`US unlikely to seek Assange`s extradition`

Australian Foreign Minister Bob Carr believes the US has given up its pursuit of WikiLeaks founder Julian Assange and is unlikely to seek his extradition on espionage charges.

Melbourne: Australian Foreign Minister Bob Carr believes the US has given up its pursuit of WikiLeaks founder Julian Assange and is unlikely to seek his extradition on espionage charges.

Carr, however, said his department has delayed and blocked the release of documents that would show what the government knows about the US espionage investigation into the WikiLeaks publisher.

The Foreign Minister said yesterday that if the Obama administration was keen on seeking Assange, it would have made an extradition request to Britain over the past two years, which it did not do.

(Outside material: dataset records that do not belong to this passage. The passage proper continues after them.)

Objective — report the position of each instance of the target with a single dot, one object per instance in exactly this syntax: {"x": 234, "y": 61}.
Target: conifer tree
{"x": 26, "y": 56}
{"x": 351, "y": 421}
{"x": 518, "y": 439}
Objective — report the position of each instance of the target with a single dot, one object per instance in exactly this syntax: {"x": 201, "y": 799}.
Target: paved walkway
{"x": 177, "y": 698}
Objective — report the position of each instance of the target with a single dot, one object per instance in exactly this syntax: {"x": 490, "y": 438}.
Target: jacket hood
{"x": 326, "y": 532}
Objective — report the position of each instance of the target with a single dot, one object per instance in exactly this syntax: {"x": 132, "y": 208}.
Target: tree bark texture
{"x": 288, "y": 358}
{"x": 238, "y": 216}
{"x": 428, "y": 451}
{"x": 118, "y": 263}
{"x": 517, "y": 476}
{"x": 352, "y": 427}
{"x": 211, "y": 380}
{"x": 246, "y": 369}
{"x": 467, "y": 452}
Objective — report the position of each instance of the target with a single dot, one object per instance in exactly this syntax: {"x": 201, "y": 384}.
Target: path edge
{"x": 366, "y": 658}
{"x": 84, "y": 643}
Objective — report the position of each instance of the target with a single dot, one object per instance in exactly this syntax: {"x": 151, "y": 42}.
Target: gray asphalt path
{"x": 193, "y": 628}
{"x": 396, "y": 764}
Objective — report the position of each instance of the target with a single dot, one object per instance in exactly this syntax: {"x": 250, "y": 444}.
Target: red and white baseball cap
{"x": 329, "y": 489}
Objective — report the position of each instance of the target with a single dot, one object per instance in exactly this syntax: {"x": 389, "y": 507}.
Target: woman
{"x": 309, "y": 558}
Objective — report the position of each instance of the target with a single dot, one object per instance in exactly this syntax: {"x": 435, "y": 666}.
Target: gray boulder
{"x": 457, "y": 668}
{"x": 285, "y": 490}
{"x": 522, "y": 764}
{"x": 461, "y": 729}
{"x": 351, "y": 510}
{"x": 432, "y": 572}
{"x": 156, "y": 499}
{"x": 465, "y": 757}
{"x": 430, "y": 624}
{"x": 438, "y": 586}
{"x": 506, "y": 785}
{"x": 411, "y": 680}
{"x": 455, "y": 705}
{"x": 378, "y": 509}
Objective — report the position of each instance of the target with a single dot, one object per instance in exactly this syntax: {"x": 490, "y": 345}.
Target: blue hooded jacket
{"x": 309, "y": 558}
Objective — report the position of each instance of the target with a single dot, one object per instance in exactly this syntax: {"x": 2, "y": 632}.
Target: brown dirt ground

Carr was quoted as saying by the Age newspaper that the Obama administration had given up its pursuit of Assange for releasing hundreds of thousands of classified US military and diplomatic reports.

"I`m not surprised that the Justice Department is not declaring the case closed... But if this were a priority for the (Obama) administration you would have seen legal action when very easily, very readily they would have been in a position to have taken it," he said.
Carr was being questioned about renewed calls by the chairwoman of the US Senate intelligence oversight committee, Senator Dianne Feinstein, for Assange to be prosecuted for espionage.

"All the indications I`ve picked up from the public statements of US officials including the American ambassador in Australia is that they are a long way from having made a decision about this," Carr said.

"I`d be surprised if they were to pursue it... I am simply not persuaded that this is something actively engaging the Americans," he said.

Assange is holed up in the Ecuadorian embassy in London after seeking political asylum from the country.